I lean on my husband for the support like any marriage should have it in. When my Bipolar is at a really bad place of course I tell him, He often isn't even aware as I always internalize things ...

But I just don't allow Bipolar to take up more space on my marriage than absolutely needed. I work very hard to keep Bipolar as stable as possible , When there is a problem I address it quickly. its not fool proof. Spouses and friends can just get burned out if relationships , partners friends co workers get "Bipolar Bipolar Bipolar " all the time.

My finding PC was one of the best gifts I have ever gotten. I can come here and talk to people that deal with the same issues I do and people really "get it" it helps me validate my problems, feelings,vent and know that I'm not alone and I have some fantastic friends here.

I find often its healthy for some partners to go see a T for a lil while to learn about X mental illness and learn ways for themselves to stay healthy while there partner is having a hard time, Its easy for people with any illness mental or physical to practically drown there significant others, So healthy boundaries need to be found and used for everyone on the planet.
Thank you!

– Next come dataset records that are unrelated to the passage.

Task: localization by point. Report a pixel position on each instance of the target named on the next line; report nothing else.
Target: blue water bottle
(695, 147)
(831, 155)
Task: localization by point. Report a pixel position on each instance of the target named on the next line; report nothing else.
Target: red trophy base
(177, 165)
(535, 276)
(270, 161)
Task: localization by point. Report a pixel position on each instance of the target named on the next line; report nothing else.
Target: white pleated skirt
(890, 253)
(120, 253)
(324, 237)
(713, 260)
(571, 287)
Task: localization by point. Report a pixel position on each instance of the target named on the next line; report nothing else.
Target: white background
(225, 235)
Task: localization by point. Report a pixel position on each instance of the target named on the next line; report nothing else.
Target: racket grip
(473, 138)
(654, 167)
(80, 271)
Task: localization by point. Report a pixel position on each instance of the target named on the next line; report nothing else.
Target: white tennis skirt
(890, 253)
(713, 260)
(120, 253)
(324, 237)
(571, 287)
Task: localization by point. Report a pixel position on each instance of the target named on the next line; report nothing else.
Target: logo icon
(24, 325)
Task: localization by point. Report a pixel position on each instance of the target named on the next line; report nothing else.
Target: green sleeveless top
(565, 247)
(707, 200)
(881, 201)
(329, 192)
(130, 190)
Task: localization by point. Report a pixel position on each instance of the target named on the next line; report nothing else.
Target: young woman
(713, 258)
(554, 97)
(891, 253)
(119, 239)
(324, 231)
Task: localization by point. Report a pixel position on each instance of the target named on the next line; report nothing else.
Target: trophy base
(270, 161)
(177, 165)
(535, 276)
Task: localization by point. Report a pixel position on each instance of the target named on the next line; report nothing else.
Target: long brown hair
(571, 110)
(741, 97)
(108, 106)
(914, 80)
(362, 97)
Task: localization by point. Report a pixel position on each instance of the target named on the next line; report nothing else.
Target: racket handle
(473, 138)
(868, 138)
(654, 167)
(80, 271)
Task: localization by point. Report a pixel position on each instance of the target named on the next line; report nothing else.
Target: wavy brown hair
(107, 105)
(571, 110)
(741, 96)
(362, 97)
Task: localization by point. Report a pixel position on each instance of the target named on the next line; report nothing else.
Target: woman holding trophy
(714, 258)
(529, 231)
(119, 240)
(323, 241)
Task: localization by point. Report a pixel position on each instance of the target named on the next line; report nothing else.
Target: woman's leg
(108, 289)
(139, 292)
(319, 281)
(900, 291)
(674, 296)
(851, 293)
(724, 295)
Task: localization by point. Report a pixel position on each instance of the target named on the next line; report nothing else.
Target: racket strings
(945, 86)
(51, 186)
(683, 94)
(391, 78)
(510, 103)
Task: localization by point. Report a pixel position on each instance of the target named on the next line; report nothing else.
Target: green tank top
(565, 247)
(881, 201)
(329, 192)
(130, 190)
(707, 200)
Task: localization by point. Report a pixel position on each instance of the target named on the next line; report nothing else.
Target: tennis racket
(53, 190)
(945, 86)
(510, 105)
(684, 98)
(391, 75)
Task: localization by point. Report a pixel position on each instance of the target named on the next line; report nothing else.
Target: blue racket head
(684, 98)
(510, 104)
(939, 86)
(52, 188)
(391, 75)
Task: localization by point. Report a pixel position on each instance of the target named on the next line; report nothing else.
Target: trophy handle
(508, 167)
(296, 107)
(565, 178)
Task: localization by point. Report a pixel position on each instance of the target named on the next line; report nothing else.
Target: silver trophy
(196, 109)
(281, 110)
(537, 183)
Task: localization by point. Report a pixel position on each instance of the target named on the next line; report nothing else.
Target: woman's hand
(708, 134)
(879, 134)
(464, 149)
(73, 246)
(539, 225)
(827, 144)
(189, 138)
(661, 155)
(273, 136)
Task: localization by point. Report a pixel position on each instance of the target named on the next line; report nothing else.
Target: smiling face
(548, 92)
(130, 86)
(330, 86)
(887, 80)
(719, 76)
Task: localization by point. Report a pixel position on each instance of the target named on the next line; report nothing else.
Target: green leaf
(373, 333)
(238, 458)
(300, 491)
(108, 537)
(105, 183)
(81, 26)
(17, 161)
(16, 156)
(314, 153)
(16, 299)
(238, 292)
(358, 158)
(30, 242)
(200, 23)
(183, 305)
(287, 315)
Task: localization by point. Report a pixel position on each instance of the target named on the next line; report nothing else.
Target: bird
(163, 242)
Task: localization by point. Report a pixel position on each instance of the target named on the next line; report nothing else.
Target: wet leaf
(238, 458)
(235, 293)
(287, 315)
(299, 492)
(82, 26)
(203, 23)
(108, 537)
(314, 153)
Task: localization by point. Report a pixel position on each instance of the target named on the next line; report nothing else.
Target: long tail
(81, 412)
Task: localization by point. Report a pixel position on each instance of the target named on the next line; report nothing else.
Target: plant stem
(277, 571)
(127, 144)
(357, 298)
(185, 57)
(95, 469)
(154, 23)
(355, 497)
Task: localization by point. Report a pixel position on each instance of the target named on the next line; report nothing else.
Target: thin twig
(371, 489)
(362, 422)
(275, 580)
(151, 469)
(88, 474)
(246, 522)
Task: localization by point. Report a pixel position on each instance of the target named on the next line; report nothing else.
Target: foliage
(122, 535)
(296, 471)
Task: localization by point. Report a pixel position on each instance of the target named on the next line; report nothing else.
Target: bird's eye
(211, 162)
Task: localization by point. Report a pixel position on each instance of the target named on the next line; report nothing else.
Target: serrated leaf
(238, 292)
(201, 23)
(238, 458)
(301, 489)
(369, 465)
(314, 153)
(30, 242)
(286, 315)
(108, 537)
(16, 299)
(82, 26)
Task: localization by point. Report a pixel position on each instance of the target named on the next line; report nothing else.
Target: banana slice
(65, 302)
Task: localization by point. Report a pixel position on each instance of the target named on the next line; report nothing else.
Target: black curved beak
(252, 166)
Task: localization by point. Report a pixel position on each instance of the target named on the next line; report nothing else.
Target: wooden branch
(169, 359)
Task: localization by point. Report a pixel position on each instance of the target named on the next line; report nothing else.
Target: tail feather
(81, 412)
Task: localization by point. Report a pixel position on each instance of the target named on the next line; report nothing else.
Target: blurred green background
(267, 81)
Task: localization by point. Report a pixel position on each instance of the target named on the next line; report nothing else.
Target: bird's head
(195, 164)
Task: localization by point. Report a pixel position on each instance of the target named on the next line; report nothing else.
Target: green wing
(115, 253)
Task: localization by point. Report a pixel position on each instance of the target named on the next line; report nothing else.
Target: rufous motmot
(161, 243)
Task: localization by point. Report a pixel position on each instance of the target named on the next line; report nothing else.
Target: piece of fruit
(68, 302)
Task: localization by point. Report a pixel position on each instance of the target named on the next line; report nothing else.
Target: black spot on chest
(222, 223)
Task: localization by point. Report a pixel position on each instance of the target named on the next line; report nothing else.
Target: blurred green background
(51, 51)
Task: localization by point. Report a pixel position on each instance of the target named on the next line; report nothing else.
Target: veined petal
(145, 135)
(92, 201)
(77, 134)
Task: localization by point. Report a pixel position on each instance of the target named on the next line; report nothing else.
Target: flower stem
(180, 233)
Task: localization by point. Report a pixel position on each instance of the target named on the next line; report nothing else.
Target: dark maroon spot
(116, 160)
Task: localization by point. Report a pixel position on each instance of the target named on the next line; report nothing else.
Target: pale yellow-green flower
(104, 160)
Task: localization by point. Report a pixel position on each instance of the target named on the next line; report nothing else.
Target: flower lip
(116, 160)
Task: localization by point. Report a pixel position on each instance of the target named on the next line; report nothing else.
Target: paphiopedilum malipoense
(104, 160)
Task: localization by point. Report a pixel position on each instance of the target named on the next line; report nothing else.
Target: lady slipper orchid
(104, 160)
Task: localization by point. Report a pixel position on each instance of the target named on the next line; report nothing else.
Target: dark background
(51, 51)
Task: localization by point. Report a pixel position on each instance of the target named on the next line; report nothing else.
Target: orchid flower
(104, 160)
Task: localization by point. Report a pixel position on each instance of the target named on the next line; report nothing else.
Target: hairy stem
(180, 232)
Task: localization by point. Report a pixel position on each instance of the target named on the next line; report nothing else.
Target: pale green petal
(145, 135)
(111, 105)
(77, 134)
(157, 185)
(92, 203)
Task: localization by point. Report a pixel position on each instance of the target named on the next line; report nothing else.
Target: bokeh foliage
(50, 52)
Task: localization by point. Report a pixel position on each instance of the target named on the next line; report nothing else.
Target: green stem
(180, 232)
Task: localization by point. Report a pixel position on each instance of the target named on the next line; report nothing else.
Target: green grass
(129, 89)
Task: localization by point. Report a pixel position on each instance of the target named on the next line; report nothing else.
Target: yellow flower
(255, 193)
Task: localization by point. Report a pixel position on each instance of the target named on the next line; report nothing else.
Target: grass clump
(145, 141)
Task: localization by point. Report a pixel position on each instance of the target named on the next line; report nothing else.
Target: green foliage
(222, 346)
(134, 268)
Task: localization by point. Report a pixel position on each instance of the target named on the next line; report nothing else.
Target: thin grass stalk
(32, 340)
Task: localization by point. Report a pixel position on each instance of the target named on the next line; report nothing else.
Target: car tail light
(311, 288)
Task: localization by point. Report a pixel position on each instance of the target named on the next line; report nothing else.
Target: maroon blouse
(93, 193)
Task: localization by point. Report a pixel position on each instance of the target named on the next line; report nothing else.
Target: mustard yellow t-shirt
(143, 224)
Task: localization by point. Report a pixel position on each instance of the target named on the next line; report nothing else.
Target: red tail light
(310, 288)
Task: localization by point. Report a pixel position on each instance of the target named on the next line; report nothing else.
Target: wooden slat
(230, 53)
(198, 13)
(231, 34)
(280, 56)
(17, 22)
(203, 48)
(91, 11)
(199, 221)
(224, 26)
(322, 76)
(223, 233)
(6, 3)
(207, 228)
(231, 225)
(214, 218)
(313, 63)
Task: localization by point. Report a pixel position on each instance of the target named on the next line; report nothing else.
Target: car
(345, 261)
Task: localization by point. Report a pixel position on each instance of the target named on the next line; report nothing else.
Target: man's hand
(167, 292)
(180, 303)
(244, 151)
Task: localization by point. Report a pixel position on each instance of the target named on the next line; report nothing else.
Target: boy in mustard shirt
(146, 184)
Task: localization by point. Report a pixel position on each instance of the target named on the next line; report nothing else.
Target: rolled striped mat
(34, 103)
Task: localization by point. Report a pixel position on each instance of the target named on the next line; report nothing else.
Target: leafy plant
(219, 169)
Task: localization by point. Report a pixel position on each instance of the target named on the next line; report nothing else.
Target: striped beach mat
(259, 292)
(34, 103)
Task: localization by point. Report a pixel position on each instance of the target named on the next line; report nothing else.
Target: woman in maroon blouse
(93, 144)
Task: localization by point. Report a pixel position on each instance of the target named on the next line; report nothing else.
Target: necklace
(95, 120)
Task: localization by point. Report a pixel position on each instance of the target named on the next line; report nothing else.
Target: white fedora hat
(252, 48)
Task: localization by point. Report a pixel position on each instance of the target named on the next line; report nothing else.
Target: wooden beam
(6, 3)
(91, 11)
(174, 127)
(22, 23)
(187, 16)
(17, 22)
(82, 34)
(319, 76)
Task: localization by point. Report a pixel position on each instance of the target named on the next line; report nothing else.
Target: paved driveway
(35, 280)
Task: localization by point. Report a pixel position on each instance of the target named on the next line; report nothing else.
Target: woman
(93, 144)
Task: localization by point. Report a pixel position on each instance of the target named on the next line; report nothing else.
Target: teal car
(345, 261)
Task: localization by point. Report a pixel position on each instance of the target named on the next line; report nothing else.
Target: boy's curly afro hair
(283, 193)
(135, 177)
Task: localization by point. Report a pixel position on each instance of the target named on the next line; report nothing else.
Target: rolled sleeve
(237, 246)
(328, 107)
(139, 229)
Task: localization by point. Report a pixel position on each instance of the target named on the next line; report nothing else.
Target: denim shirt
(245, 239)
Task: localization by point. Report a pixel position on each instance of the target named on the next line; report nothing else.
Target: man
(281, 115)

To think I almost hesitated on asking this question/ sharing this... I feel actually this is one of the most important things for me. My boyfriend is SO great, he is so much joy in my life, he is soo patient and very in tune with me and while he can be blunt (his culture) overly honest (at times, but is learning) this is all new to us both!

I appreciated hearing your experience, and I find these forums very valuable also. They are a wonderful outlet. BF even criticized them yesterday but b/c he doesn't understand them. He said to be careful on here, b/ most will rant/rave about negative stuff. He was just worried i might get sucked into some downward spiral. However, he doesnt realize that it really helps me, there are some great positive stories shared here- and that I can be of help to others too, helps me.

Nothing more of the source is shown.